À l’occasion du Livre sur la Place 2022, la ville de Nancy reçoit ce vendredi 9 septembre, Denis Muckwege, prix Nobel de la paix en 2018. "L’homme qui répare les femmes", délivre un message universel contre les violences faites aux femmes, et appelle à libérer la parole. Portrait.
"La parole a une puissance", et celle de Denis Mukwege ne laisse personne indifférent. Prix Nobel de la paix en 2018, pour son action en faveur des femmes victimes de viols au Congo, le célèbre Gynécologue de 67 ans est arrivé ce jeudi 8 septembre à Nancy.
Après une visite de la maternité du CHRU de Nancy, Denis Mukwege a appelé à la libération de la parole des femmes : "La parole a une puissance. Les bourreaux utilisent toujours cette stratégie de voler la parole, pour empêcher les victimes de s’exprimer. À partir du moment où les victimes se soumettent à ce jeu du silence, elles deviennent des esclaves de leurs bourreaux, qui peuvent continuer à les violer continuellement."
Nous encourageons les victimes que nous soignons à briser le silence. C’est l’étape la plus importante pour sortir de cet esclavage sexuel, et recommencer une nouvelle vie.
Denis Mukwege
Un message universel, pour permettre aux victimes de se reconstruire. "Aujourd’hui, nous encourageons les victimes que nous soignons à briser le silence. C’est l’étape la plus importante pour sortir de cet esclavage sexuel, et recommencer une nouvelle vie."
Le viol comme arme de guerre au Congo
Surnommé "l’homme qui répare les femmes", Denis Mukwege est né le 1er mars 1955 à Bukavu (alors au Congo belge). Fils d'un pasteur pentecôtiste, il accompagne son père au chevet d’un enfant malade à l’âge de huit ans. C’est là que nait sa vocation de médecin. Il commence à étudier la médecine en 1976, à la faculté de médecine du Burundi avant de s’envoler pour la France, à Angers, pour devenir gynécologue obstétricien.
Il choisit de retourner au Congo en 1989 pour s'occuper de l'hôpital de Lemera, dont il devint médecin directeur. Sept ans plus tard en 1996, la première guerre du Congo éclate. Un conflit d’une rare violence entre des bandes armées pour s’approprier les richesses minières du pays, et où le champ de bataille se passe aussi sur le corps des femmes. Le viol collectif est employé comme une véritable arme de guerre pour terroriser la population.
Des milliers de femmes soignées gratuitement
Peu après le début de la guerre, il est amené à soigner "une femme violée avec une extrême violence" à 500 m de son hôpital. À 44 ans, il décide alors de fonder l'hôpital de Panzi à Bukavu ou il prend en charge gratuitement les femmes victimes de viols et de mutilations génitales.
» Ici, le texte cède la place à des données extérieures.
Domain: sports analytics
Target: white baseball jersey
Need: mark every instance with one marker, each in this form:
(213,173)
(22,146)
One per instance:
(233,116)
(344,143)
Il s’agit bien souvent de viols collectifs avec torture, ou l’appareil génital est entièrement détruit par des balles ou des objets tranchants. Il développe de nouvelles techniques chirurgicales, mais aussi un suivi psychologique et juridique.
Face au nombre croissant de femmes mutilées qu’il rencontre, il décide de mobiliser la communauté internationale sur le recours au viol comme arme de guerre. Un engagement salué en 2014 avec le prix Sakharov du Parlement européen, en 2018 par le prix Nobel de la paix. Il vit aujourd’hui sous protection policière après avoir été victime de plusieurs tentatives de meurtre.
Refuser l’indifférence
Face à l’élan de solidarité des occidentaux pour le peuple Ukrainien, Denis Muckewege regrette aujourd’hui un "humanisme à géométrie variable", et appelle les autorités à ne pas fermer les yeux sur ces actes de tortures qui continuent de détruire les femmes congolaises.
"A chaque fois que notre monde a choisi l'indifférence, nous savons ce que cela a eu comme conséquence. L'indifférence est le pire des modes d'action. Si je suis à Nancy, c'est pour dire à la population de soutenir ces femmes très loin d'ici, mais dont nous sommes proches puisque nous partageons la même humanité".
Invité à Nancy dans le cadre du 44e Livre sur la Place, Denis Mukwege, sera présent ce vendredi 9 septembre à l'hôtel de ville de Nancy de 15h30 à 17h30 pour recevoir le prix "livre et droits humains", mention spéciale étranger, pour son ouvrage intitulé "La force des femmes".